A second source of his trouble has to do with domestic extremism. The people involved are the same as the people involved in the Afghanistan problem, but their dynamic is a little different. Here the problem started with Musharraf’s decision to send in the army to the Red Mosque in Islamabad when the Red Mosque people had been involved in basic defiance of government authority: things like kidnapping people. Musharraf, a lot of people think, was rather slow to react as the situation had been unfolding in the Red Mosque. But the aftermath of that decision has been a string of violence that is unmatched in Islamabad, which is normally a sleepy suburban-feeling little town, as well as in the areas near the Afghan border, and also far away from that.
A third problem of course is the traditional feud between Pakistan and India, the nuclear neighbors. Kashmir is the poster child for this dispute but by no means the only part of it. I mention that third because at the moment India and Pakistan do have a dialogue going. It’s not clear to me that this dialogue is going to accomplish anything very much in the near term, but at least it represents a decision by both governments that they’d rather talk than squabble.
Are there elections scheduled yet?
According to present Pakistani law, the presidential election which is carried out not by the people but by the national assembly and the four provincial assemblies, must take place between September 15 and October 15, because the president of the national assembly’s term is scheduled to expire on November 15. November 15 is also the date when the national assembly’s term expires. They’ve got three months till the other national assembly election which is carried out by the people. That’s the current rule book on election timing. Now let me give you the complications.

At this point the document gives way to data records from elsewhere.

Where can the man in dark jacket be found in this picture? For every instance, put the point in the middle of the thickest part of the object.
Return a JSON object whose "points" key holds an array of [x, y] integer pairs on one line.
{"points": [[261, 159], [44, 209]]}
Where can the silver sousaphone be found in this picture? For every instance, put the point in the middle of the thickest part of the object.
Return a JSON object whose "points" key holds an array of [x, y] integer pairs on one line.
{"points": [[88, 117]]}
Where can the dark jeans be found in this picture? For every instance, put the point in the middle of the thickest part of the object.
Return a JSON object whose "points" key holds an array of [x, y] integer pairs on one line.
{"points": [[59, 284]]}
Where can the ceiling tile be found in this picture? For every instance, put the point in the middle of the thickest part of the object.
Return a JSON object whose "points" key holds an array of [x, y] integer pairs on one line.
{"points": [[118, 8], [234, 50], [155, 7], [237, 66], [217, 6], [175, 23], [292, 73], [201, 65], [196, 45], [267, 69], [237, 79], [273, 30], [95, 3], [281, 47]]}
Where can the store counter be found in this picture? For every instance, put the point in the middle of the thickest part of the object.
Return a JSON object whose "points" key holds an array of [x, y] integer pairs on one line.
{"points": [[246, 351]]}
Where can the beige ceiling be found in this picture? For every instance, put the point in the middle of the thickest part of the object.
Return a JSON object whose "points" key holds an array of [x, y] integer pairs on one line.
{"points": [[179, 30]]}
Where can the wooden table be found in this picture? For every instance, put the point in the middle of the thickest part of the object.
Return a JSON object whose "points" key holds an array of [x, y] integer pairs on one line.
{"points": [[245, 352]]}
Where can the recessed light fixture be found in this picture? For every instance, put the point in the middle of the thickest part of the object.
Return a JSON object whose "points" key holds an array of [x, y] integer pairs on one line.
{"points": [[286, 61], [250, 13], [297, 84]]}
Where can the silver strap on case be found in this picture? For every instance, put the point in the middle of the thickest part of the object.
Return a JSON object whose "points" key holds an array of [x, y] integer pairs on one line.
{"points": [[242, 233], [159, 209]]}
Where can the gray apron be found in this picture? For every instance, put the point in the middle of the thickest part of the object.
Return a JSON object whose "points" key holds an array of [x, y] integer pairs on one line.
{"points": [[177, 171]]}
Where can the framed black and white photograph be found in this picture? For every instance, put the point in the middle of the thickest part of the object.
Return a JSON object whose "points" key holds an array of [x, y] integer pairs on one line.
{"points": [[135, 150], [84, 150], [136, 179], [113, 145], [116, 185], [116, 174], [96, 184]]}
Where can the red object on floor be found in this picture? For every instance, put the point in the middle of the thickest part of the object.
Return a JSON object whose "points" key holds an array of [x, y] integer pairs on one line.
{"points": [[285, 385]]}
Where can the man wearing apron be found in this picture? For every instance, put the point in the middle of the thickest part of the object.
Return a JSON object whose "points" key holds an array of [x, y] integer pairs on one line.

The first is the sequence of the elections. Many people believe it is in some sense democratically inappropriate for President Musharraf to get himself elected by assemblies that are all about to go out of existence, so that may be challenged in the courts. I’m not sure how likely that is to get a sympathetic reading from the courts, but it’s going to be a focus for political protest. The more complicated issue however is that Musharraf wants to run as a general and head of the army. There his legal situation is much more complicated. The law is very confusing, but a lot of people believe the law to say that he needs legislative sanctions to continue to be both president and the head of the army either beyond the end of this term or beyond December 31. This is guaranteed to be challenged in court and the challenge could well be successful. So this adds another element of unpredictability. But the big election, which people are watching in the sense of participation of the parties and so on, is the legislative election. At this point the opposition political parties do not appear to be planning to put up a candidate in opposition to Musharraf. There has never, as far as I know, been a contested presidential election, because the way the constitution was originally written the presidency was supposed to be a relatively weak office. Of course at the moment that is not true.
Now, let me come back to the problems Musharraf has had with extremists in his own country. It would seem to be a plus for the United States if he were to really crack down on them. On the other hand, does that hurt him politically?
Musharraf’s basic approach to the extremists, both the domestic ones and those on the Afghan circuit, has been to hedge: try to keep them under control but not to attempt to put them out of business. This partly reflects his view of what’s possible, but the opinion—which is widespread in the army—is that they have used these people in the past as a foreign-policy instrument both in Kashmir and in Afghanistan. They may use them again; they don’t want them totally gone. I don’t think this hedging strategy can work anymore. But, I’m not sure the Pakistani army leadership has really reached that conclusion. Clearly what happened after the Red Mosque has been a shock. We need to watch and see if they have really decided they need to put these people out of business. If they have that would be an important policy turn for the United States. To be fair, it’s a high-risk policy, but there are no risk-free policies in today’s Pakistan.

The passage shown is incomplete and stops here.